What a time to launch a debut novel

Image shows Kerry Buchanan holding a paperback version of Knife Edge.

This blog first appeared on the Society of Authors news page on 30th March.

In April 2014 I began writing my first piece of fiction since school days – at the kitchen table, on my husband’s iPad. Six weeks later I’d hammered out a 130k-word time-portal novel set in Dark Ages Britain, and thought I was the bee’s knees. It was rubbish, naturally, but by then I’d been bitten by the bug and the urge to write was irresistible.

It took time to learn this new skill – I’d been a vet for many years until I had to retire due to my own decreasing mobility. The last time I’d studied English was at age 16 (O-level English Language), and by this time I was pushing 50. It was a steep learning curve. When I began getting paid for writing short stories, I thought that the pinnacle of achievement, but there was more to come.

In 2017, I attended a crime writing workshop with Brian McGilloway, NYT bestselling author.

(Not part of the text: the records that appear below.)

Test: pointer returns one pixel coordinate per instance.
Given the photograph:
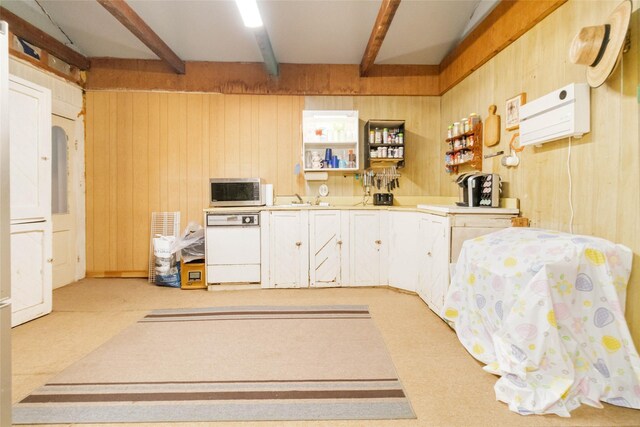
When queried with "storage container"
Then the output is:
(192, 275)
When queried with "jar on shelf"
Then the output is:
(456, 129)
(464, 124)
(378, 138)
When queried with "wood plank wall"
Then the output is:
(605, 164)
(150, 151)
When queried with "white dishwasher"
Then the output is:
(232, 248)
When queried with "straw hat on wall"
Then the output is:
(599, 47)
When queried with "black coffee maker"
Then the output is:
(470, 189)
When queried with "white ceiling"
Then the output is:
(301, 31)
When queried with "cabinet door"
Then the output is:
(289, 250)
(368, 250)
(403, 250)
(31, 289)
(30, 150)
(440, 263)
(325, 248)
(433, 280)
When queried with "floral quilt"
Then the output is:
(544, 311)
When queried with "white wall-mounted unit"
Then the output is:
(563, 113)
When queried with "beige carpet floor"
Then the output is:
(445, 385)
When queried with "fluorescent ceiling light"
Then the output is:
(250, 13)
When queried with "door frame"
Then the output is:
(77, 184)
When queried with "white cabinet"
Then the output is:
(31, 290)
(368, 247)
(288, 256)
(30, 155)
(403, 249)
(336, 130)
(433, 260)
(328, 246)
(30, 187)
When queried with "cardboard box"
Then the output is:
(192, 275)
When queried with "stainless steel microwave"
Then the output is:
(236, 192)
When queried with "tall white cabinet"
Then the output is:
(30, 187)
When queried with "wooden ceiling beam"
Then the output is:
(383, 22)
(39, 38)
(134, 23)
(502, 26)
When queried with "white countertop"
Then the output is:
(455, 209)
(433, 209)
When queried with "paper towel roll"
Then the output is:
(268, 194)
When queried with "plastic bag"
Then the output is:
(167, 265)
(191, 244)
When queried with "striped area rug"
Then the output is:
(229, 364)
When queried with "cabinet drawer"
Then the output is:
(233, 273)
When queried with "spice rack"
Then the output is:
(384, 143)
(464, 150)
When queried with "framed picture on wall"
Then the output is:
(512, 111)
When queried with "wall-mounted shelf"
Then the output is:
(335, 130)
(381, 152)
(464, 150)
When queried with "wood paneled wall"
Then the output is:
(150, 151)
(604, 164)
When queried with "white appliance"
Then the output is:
(236, 192)
(232, 248)
(563, 113)
(5, 243)
(30, 199)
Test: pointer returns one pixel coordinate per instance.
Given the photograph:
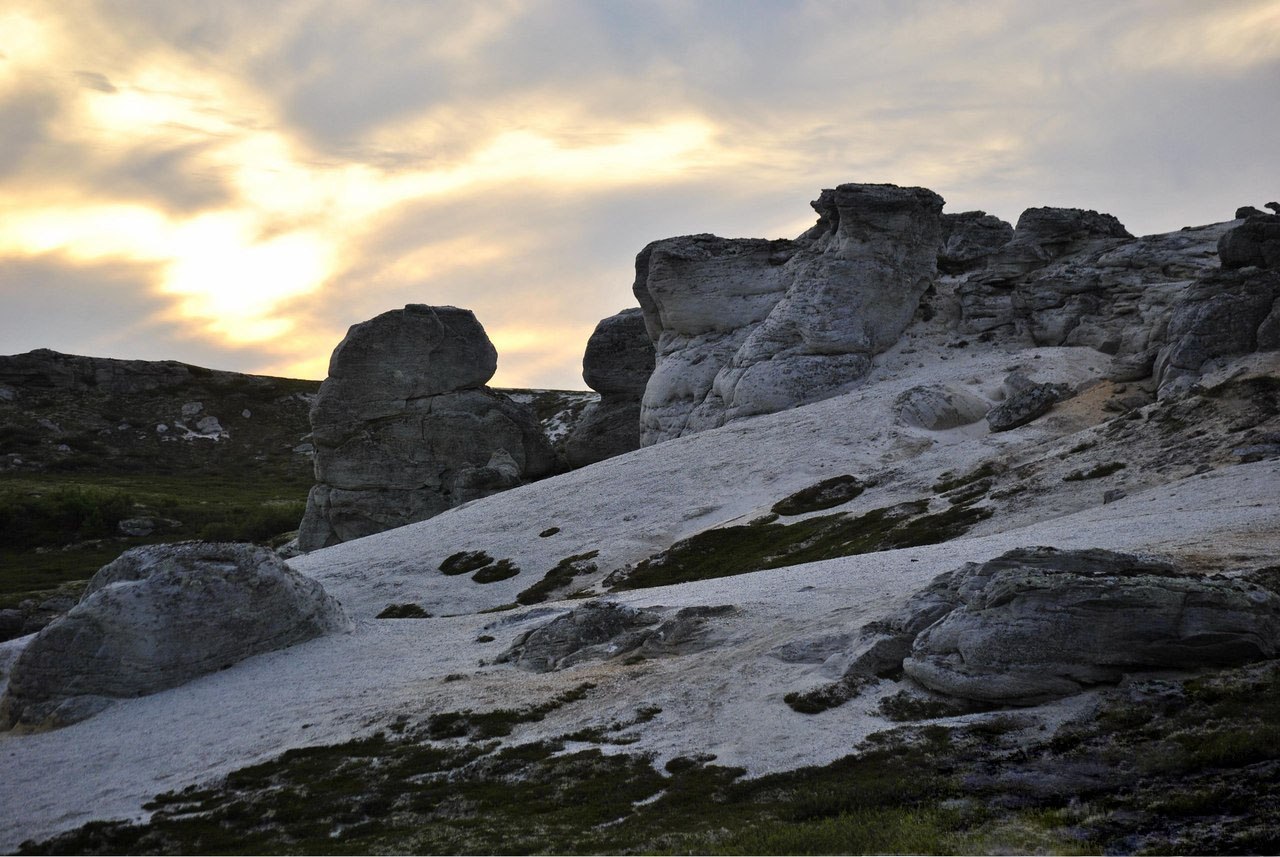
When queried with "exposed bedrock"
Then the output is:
(1077, 278)
(1225, 314)
(158, 617)
(617, 365)
(746, 326)
(405, 429)
(1040, 623)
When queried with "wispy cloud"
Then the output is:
(256, 177)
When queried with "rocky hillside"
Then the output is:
(1010, 586)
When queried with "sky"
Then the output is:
(233, 183)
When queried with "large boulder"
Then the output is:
(1077, 278)
(969, 238)
(1225, 314)
(754, 326)
(1255, 243)
(405, 429)
(617, 365)
(1040, 623)
(158, 617)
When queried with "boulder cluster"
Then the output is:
(156, 618)
(405, 427)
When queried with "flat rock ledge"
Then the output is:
(159, 617)
(1038, 623)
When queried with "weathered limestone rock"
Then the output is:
(938, 407)
(599, 631)
(405, 429)
(1040, 623)
(617, 365)
(755, 326)
(1089, 284)
(1025, 402)
(1225, 314)
(969, 238)
(1037, 623)
(1253, 243)
(158, 617)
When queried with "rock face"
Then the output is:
(159, 617)
(938, 407)
(617, 365)
(1040, 623)
(1253, 243)
(405, 429)
(599, 631)
(969, 238)
(1225, 314)
(746, 326)
(1077, 278)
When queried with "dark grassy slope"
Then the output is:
(1194, 774)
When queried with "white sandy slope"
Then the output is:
(726, 700)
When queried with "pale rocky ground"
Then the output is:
(726, 700)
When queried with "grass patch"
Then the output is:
(403, 612)
(501, 571)
(465, 562)
(736, 550)
(561, 576)
(823, 495)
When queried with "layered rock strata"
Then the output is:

I’d always thought I wasn’t clever enough to write crime, but Brian was encouraging and within a week I had the first 20,000 words of Knife Edge typed out. 

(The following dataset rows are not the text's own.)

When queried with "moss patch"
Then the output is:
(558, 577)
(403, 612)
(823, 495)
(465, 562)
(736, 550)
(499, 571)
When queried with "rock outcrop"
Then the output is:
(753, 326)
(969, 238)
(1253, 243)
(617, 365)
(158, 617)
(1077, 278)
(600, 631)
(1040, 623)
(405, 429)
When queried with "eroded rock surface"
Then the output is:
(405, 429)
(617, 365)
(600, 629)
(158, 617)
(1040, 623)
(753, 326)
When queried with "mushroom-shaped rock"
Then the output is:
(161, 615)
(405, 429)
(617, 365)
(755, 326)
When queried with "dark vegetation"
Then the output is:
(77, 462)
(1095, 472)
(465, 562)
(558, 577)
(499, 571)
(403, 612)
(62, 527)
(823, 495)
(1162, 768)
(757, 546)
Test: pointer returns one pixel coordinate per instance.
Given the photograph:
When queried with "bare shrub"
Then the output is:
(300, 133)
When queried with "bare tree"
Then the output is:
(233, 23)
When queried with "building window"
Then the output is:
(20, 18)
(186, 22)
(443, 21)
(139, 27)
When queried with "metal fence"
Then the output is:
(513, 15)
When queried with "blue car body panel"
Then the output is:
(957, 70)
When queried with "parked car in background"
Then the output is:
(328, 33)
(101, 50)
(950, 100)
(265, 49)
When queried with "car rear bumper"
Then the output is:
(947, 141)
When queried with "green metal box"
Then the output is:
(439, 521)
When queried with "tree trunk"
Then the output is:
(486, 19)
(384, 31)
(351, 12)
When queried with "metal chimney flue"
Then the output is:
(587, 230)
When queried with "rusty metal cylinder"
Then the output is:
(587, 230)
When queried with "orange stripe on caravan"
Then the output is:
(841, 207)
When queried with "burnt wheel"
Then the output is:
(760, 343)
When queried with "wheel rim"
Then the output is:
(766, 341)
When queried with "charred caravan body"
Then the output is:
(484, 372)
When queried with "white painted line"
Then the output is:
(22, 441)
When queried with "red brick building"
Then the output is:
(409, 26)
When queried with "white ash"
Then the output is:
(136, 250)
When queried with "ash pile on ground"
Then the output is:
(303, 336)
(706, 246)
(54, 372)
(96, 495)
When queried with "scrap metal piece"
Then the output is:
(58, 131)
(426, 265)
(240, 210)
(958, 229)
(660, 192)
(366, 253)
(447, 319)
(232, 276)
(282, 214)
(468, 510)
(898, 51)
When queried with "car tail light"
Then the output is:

I finished the novel later that year, but then self-doubt crept in, so I sat on it, and went on sitting on it until early 2020 when I heard of another crime workshop at Paul Maddern’s wonderful River Mill Writers’ Retreat, a firm favourite of mine. It was being delivered by Steve Cavanagh, and I’d been lucky enough to win a SIAP award from the Arts Council of Northern Ireland that would pay for the workshop.

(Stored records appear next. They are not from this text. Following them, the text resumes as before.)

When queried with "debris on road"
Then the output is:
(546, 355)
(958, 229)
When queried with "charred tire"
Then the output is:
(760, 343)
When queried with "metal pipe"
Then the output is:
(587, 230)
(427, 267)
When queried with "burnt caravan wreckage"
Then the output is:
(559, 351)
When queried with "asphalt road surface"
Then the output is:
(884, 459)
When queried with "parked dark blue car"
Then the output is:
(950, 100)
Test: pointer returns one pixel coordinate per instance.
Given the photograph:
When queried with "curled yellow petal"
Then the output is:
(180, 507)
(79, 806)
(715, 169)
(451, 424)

I felt like the poor relation because everyone else seemed knowledgeable and experienced, and they’d all written so many crime novels and been to crime writing conventions, and there was me with my first draft, saying how much I enjoyed reading Agatha Christie.

“By then we were deep in lockdown, so I hardly expected a reply from anyone. I’d done what I’d promised Steve and submitted it; now I could get on with growing vegetables again”

As part of the workshop, Steve read the opening of everyone’s work-in-progress, then he gave feedback in private. He probably said the same thing to everyone, but when he told me he loved it and that I should start submitting it, that was the confidence boost I needed.

So I dragged it back out and reread it, trying to see the good in it. Some bits seemed okay, so I tidied it up a little and in early May I sent it off to four agents and one publisher, Joffe Books. In doing so, I broke all my own rules. No one apart from me had ever read the entire novel. It was less a leap of faith than a desperate act, I think. All my trusty beta readers were science fiction and fantasy fans and had no interest in reading a crime novel.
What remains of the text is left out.